American Studies Association
- Abbreviation: ASA
- Formation: 1951
- Type: Non-profit organization
- Purpose: Learned society
- Headquarters: Washington D.C., United States
- Fields: American Studies, Ethnic Studies, African American Studies, Asian American Studies, Latino/a Studies, Native American Studies, and many other fields
- President: Shana Redmond
- Affiliations: American Council of Learned Societies, National Humanities Alliance
- Website: theasa.net

= American Studies Association =

Academic association focused on American Studies

The American Studies Association (ASA) is a scholarly organization devoted to the interdisciplinary study of U.S. culture and history. It was founded in 1951 and claims to be the oldest scholarly organization devoted to these topics. The ASA works to promote meaningful dialogue about the United States of America, throughout the U.S. and across the globe. Its purpose is to support scholars and scholarship committed to original research, innovative and effective teaching, critical thinking, and public discussion and debate.

The ASA consists of almost 5,000 individual members along with 2,200 library and other institutional subscribers. It publishes the journal American Quarterly at Johns Hopkins University Press. The concerns and activities of the organization are international in scope.

==History==

The American Studies Association was founded for purposes of
the promotion of the study of American culture through the encouragement of research, teaching, publication, the strengthening of relations among persons and institutions in this country and abroad devoted to such studies, and the broadening of knowledge among the general public about American culture in all its diversity and complexity.

American studies departments, programs, and centers exist around the world.

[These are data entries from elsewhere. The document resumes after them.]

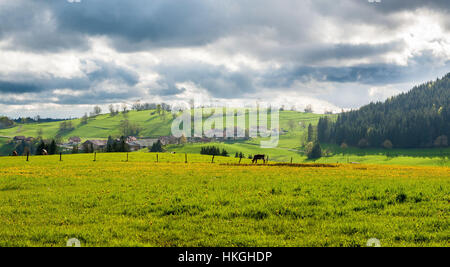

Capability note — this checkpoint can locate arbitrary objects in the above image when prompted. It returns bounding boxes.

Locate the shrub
[307,141,322,159]
[200,146,221,156]
[358,138,370,148]
[0,116,14,129]
[382,140,393,149]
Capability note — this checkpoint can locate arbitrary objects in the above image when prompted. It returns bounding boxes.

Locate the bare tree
[93,106,102,116]
[304,105,313,113]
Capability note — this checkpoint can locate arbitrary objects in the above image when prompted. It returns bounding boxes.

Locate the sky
[0,0,449,118]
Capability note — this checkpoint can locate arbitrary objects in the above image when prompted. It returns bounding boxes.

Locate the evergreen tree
[200,146,222,156]
[36,141,48,155]
[106,136,114,152]
[150,140,163,152]
[307,141,322,159]
[221,149,229,157]
[307,124,314,142]
[49,140,57,155]
[317,117,332,143]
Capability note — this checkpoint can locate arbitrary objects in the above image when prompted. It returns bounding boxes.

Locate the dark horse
[252,154,266,164]
[12,151,18,156]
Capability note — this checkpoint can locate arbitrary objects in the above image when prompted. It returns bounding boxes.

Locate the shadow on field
[221,163,339,168]
[323,143,450,159]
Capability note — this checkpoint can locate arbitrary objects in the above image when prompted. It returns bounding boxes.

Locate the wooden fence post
[156,154,159,163]
[185,153,187,163]
[290,157,293,164]
[126,153,129,162]
[212,155,215,163]
[239,156,242,164]
[26,152,29,162]
[60,153,62,162]
[93,152,96,162]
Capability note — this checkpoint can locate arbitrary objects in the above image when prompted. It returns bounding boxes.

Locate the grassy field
[0,153,448,247]
[167,142,450,167]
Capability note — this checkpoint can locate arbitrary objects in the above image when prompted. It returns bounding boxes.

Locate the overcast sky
[0,0,449,118]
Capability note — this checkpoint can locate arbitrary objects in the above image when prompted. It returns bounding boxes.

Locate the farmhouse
[68,136,81,144]
[127,139,158,151]
[203,129,226,139]
[189,137,212,143]
[13,136,26,142]
[82,140,107,150]
[126,136,137,142]
[158,136,178,145]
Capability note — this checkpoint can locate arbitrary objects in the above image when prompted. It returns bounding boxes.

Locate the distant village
[10,128,253,154]
[4,101,293,156]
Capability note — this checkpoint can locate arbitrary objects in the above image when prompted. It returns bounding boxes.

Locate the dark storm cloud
[0,89,141,106]
[0,0,420,53]
[152,83,186,97]
[0,81,41,93]
[54,0,232,50]
[82,60,139,86]
[155,63,256,98]
[0,0,236,52]
[54,90,143,105]
[0,76,90,94]
[0,1,89,52]
[151,61,411,99]
[262,52,450,89]
[0,60,139,96]
[1,0,448,52]
[369,0,450,13]
[301,41,406,63]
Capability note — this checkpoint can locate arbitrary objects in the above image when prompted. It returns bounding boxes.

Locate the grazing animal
[41,149,48,155]
[12,151,18,156]
[252,154,266,164]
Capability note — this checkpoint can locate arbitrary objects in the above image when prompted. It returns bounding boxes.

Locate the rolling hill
[0,110,326,159]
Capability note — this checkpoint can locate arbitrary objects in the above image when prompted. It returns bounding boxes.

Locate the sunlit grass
[0,153,448,247]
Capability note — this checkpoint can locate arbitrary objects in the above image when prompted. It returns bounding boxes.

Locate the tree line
[317,73,450,149]
[200,146,229,157]
[12,139,59,156]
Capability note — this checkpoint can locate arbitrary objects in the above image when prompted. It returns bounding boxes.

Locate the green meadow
[0,153,448,247]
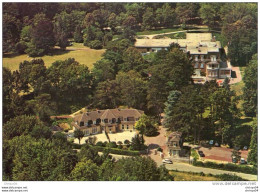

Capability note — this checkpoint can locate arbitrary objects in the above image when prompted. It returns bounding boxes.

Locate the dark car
[240,158,247,164]
[198,150,205,157]
[232,156,238,163]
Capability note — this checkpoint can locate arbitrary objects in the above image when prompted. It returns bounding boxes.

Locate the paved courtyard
[144,126,169,162]
[198,146,248,163]
[74,132,108,144]
[108,131,136,143]
[73,131,137,144]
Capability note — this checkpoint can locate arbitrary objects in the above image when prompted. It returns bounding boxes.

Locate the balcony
[202,59,221,63]
[207,65,219,70]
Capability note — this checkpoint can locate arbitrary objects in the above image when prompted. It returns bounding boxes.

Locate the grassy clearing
[137,28,183,35]
[170,171,220,181]
[3,46,105,71]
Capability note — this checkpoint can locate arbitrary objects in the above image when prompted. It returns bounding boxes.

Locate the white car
[240,158,247,164]
[162,159,173,164]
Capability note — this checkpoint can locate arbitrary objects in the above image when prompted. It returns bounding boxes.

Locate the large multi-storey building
[135,33,232,84]
[73,108,144,135]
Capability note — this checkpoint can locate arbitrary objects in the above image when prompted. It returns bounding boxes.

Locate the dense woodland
[3,3,258,181]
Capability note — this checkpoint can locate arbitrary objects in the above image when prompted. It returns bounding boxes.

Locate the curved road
[159,162,257,181]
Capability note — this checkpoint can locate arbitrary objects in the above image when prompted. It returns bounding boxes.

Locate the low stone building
[166,132,183,157]
[73,108,144,136]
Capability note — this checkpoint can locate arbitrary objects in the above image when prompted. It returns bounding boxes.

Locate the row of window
[194,63,204,69]
[122,125,135,129]
[208,64,219,69]
[220,70,231,75]
[208,71,218,77]
[102,117,139,123]
[83,127,98,135]
[194,55,217,62]
[79,117,140,126]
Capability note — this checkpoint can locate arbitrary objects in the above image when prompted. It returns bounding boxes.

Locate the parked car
[214,142,220,147]
[243,146,248,150]
[232,156,238,163]
[198,150,205,157]
[162,159,173,164]
[240,158,247,164]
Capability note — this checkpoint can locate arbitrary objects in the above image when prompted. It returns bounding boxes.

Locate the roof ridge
[79,113,87,122]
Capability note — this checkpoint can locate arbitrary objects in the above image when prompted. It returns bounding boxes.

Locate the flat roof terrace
[186,33,212,41]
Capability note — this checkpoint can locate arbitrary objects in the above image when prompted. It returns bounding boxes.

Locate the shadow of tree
[3,52,21,58]
[145,131,160,137]
[148,144,160,150]
[3,48,72,59]
[231,70,237,78]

==Officers and governance==

Past presidents of the ASA include Carl Bode (1951–52), Daniel J. Boorstin (1969), Daniel Aaron (1972–73), William H. Goetzmann (1974–75), Janice Radway (1998–99). Recent presidents have included: Curis Marez, Lisa Duggan, David Roediger, Robert Warrior, Kandice Chuh, Roderick Ferguson, and Scott Kurashige (2019-2020).

==Membership==

Membership is available to any individual with an interest in the study of American culture. Colleges, universities, museums, foundations, societies and other institutions can also be members of the ASA.

==Chapters==
The ASA includes thirteen chapters:

- The American Studies Association of Texas
- The California American Studies Association
- The Chesapeake American Studies Association
- The Eastern American Studies Association
- The Great Lakes American Studies Association
- The Hawaii American Studies Association
- The Kentucky-Tennessee American Studies Association
- The Mid-America American Studies Association
- The New England American Studies Association
- The New York Metro American Studies Association
- The Pacific Northwest American Studies Association
- The Rocky Mountain American Studies Association
- The Southern American Studies Association

==Publications==
The ASA regularly produces several publications including:
- The American Quarterly (AQ): Published in March, June, September, and December, the Journal's essays engage with important issues in American studies. It is available online to ASA members and through Project MUSE and JSTOR.
- The ASA E-Newsletter: Published quarterly, this newsletter provides information on programs, publications and opportunities relevant to ASA members, while aiming to promote a broader awareness of the challenges facing the American Studies Community.
- The Encyclopedia of American Studies: An online database featuring over 750 searchable articles. The ASA claims that the "Encyclopedia of American Studies is the leading reference work for the field."

==Annual meetings==

The annual ASA meeting features speakers and workshops connected to a broad theme important to the field. Recent meetings have been held in Honolulu, Hawaii; San Juan, Puerto Rico; Baltimore, Maryland; Atlanta, Georgia; Chicago, Illinois; Denver, Colorado; Toronto, Canada; Los Angeles, California.

==Prizes and grants==
The ASA awards a number of prizes and grants including:
- Constance Rourke Prize for the best article in American Quarterly
- Wise-Susman Prize for the best student paper at the annual meeting
- Yasuo Sakakibara Prize for the best paper presented by a scholar at the annual meeting
- Ralph Henry Gabriel Prize for the best dissertation in American Studies
- Lora Romero First Book Publication Prize
- John Hope Franklin Best Book Publication Prize
- Angela Y. Davis Prize for public scholarship
- Mary C. Turpie Prize for teaching, advising and program development in American Studies
- Carl Bode-Norman Holmes Pearson Prize for outstanding contributions to American Studies.

== Boycott of Israeli academic institutions ==

In December 2013, members of ASA voted to join the boycott of all Israeli educational institutions. ASA was strongly criticized and four ASA members, aided by the Louis D. Brandeis Center for Human Rights Under Law, sued the organization but their lawsuit was dismissed. As of 2025, the boycott is ongoing.